At Grodecki's request, the Kuwaiti Prosecutor's Office provided him with copies of videos with glaring subtitles in Arabic, purporting to show Nasser and others discussing a coup d'état. But these videos were not the same as those the English police and forensic experts had analysed, which had no subtitles and gave no hint of Nasser discussing a coup d'état. Grodecki then commissioned Swiss experts to assess the veracity of the second set of videos, to try to reach conclusions favourable to Nasser - Nasser desperately needed a conclusion of forgery in order to re-credit his political reputation in Kuwait.


The fact that the videos were different from those damning Nasser, previously assessed as legitimate by the English experts, was obvious to anyone familiar with the Prosecutor's file but Grodecki nonetheless overlooked it. Intriguingly, the Swiss experts did not find that even the second set of videos were definitely forged. Their conclusions were ambiguous; they were unable to determine whether the videos they examined at Mr Grodecki's request were genuine or not. And all the time these were the wrong sets of videos that the Swiss experts were looking at. The reason why the English and the Swiss experts had reached different forensic conclusions about the videos was that in each case they were looking at different sets of videos.

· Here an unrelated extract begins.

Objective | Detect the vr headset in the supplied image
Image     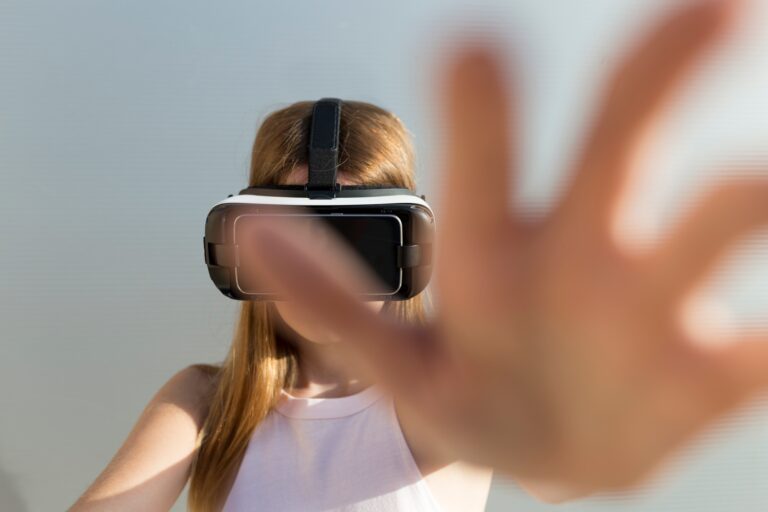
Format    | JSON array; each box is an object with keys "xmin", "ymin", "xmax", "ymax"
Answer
[{"xmin": 203, "ymin": 98, "xmax": 435, "ymax": 301}]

In late 2018, Grodecki ultimately indicted Ahmed and his various lawyers for forgery, without any more senior official in the Geneva judicial system approving, authorising or supervising the indictment that was obviously faulty. It was faulty because there was no evidence that any videos had actually been forged; and the wrong videos had been looked at when making the enquiry.


Grodecki continued to persecute the lawyers involved, with miscellaneous other prosecutions and lawsuits, seeking to obtain their confessions. His habits bordered upon the tyrannical. He lost his post at the University of Geneva as a result of the revelations about his financial proximity with Sheikh Nasser, and he began acting ever more rashly and without reason as, having dug himself short-sightedly into an ugly Kuwaiti political hole, he struggled blindly to get out. As he was fighting for his political life, the Geneva courts became ever cooler about trying his ugly and misconceived indictment. A five-day trial was ultimately scheduled for November 2020, a clear two years after Grodecki's indictment; but even that date was promptly cancelled and at the time of writing nobody seems to know when the case will ever come to a conclusion. The Geneva courts are well aware that the evidence in this case fails to achieve Nasser's needs. Ahmed is supported by the western powers. The prospect of finding a senior member of the Kuwaiti Royal Family guilty of forgery in the absence of any evidence was perhaps a bit too much for the Geneva courts to swallow.


In the meantime, the reputation of the Geneva legal system and of Geneva as a centre of the rule of law has undoubtedly taken a colossal hit amidst the international legal, political and diplomatic communities. The Genevois are fatigued, and they desperately seek a way out.


Two questions remain. Why are there two sets of videos? Who is responsible for this fraud, in which an attempt to change the conclusions of forensic experts about a set of videos is the product of using a different set of videos? And given the transparent inability of the Geneva legal system to bring this case to a conclusion, what will happen when, eventually, as is ultimately inevitable, the now 90 year old Emir dies and the domestic political chaos generated by the videos affair has not yet been resolved?